# Crown Molding



## Sawdustguy (Dec 30, 2008)

I am back to installing crown in another room. I had some installed by a professional carpenter in my two story foyer because I do not do extension ladders unless absolutely necessary, emergency.

He used backer in some spots and not others. I asked why and he said he uses it only where necessary. This is only 3 3/4" wide crown. I not it is recommended to use backer for the wider sizes, 5" or larger. I would not tell me how he determines where it was necessary, can anyone chime and shed some light on this? I have never used backer on any of the crown I have installed but I have never installed larger then 3 3/4" either.

Thanks

George


----------



## cabinetman (Jul 5, 2007)

I make/use a backer on any size crown if the walls are an installation nightmare...like a block wall.

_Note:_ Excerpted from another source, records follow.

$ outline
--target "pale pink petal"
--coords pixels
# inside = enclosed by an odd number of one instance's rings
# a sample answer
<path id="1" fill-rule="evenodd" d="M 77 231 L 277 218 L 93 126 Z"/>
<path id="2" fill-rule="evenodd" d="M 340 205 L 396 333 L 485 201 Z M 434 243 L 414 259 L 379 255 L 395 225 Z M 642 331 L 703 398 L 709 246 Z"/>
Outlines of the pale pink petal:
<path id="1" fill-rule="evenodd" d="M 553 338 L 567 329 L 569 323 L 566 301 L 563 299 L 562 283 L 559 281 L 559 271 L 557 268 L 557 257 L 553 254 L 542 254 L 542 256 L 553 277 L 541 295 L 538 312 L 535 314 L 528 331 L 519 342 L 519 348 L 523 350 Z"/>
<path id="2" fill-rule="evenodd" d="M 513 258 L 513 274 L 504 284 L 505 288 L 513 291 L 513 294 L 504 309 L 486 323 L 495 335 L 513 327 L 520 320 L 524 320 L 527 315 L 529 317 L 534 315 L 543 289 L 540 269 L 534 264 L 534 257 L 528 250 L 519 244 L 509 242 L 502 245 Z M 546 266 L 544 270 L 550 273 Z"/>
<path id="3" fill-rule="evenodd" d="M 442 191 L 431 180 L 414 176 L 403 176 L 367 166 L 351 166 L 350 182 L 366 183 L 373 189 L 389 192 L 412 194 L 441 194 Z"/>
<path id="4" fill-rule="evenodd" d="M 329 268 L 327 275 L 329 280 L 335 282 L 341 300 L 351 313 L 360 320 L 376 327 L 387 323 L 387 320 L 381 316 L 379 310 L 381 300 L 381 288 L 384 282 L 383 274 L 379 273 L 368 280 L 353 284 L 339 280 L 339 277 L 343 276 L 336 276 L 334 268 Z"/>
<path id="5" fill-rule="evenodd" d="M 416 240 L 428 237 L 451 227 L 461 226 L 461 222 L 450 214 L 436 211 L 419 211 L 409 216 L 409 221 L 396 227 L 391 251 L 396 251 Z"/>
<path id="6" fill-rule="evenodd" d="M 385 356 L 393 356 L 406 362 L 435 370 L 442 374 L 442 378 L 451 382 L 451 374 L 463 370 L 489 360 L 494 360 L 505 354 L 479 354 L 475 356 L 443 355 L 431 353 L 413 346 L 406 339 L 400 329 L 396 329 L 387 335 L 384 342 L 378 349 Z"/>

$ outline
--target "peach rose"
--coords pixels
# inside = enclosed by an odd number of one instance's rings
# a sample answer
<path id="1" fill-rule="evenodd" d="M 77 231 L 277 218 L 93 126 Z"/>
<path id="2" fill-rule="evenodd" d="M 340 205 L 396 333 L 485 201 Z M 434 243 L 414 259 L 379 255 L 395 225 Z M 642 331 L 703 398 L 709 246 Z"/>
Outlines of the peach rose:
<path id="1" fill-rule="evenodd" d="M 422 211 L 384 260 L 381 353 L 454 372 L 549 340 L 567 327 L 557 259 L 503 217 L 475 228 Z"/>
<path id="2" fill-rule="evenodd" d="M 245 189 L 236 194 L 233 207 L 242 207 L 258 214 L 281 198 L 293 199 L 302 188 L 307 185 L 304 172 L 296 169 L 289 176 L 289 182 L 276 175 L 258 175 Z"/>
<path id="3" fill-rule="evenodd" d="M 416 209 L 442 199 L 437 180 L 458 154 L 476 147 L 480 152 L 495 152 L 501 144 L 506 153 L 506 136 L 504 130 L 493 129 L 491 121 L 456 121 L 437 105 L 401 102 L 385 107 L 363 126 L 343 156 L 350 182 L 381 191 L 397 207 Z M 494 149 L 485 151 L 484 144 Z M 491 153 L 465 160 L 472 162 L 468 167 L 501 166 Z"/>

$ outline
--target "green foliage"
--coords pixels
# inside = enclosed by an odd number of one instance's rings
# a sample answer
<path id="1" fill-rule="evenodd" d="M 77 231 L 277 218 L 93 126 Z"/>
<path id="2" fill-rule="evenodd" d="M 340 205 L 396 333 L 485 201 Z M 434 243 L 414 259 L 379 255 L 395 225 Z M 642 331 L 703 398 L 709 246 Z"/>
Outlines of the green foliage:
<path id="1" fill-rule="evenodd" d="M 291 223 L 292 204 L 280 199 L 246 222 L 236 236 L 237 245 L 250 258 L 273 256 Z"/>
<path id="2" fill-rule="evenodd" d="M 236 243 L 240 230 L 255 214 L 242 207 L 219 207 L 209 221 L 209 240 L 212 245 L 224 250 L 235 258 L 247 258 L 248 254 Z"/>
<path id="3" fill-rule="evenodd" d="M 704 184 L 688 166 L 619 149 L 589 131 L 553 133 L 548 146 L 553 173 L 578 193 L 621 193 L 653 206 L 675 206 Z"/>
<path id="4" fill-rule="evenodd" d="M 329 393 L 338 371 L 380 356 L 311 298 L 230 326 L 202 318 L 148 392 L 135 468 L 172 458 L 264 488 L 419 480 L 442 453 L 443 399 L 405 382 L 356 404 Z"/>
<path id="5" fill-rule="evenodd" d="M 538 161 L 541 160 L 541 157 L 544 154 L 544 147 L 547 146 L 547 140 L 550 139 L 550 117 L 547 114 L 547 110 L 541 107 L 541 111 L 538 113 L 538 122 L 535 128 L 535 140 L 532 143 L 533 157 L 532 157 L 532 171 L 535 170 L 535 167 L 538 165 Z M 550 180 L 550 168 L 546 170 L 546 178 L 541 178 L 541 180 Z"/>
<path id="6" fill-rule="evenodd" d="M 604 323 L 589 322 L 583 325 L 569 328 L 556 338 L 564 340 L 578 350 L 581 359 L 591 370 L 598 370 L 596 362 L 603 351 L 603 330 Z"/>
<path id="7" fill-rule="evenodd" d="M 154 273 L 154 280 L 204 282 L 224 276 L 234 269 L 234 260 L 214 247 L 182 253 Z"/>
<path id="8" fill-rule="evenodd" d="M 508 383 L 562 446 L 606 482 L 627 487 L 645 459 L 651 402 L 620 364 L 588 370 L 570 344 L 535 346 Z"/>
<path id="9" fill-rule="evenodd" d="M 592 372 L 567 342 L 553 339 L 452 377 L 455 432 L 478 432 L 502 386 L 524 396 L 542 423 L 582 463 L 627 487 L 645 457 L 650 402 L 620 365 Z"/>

Or any wall where there isn't sufficient installation capability.
.

























.


----------



## TimPa (Jan 27, 2010)

I prefer most of my nails to be into the ceiling plane, since there is sometimes shift between walls and ceiling. when framing a house, the framer can install a "nailer" on the side walls, parallel to the joists. this would give a crown moulding installer something on the ceiling plane to nail to, on the walls that are parallel with the joists. 

nailing crown to located ceiling joists above is easy on the two walls, but if there is no "nailer" on the other two, I install a backer board first. 

in other words, a backer board is used when there is not sufficient nailing material behind (stated above). it can be glued (ceiling and wall surfaces)and nailed into the side wall studs and plate.


----------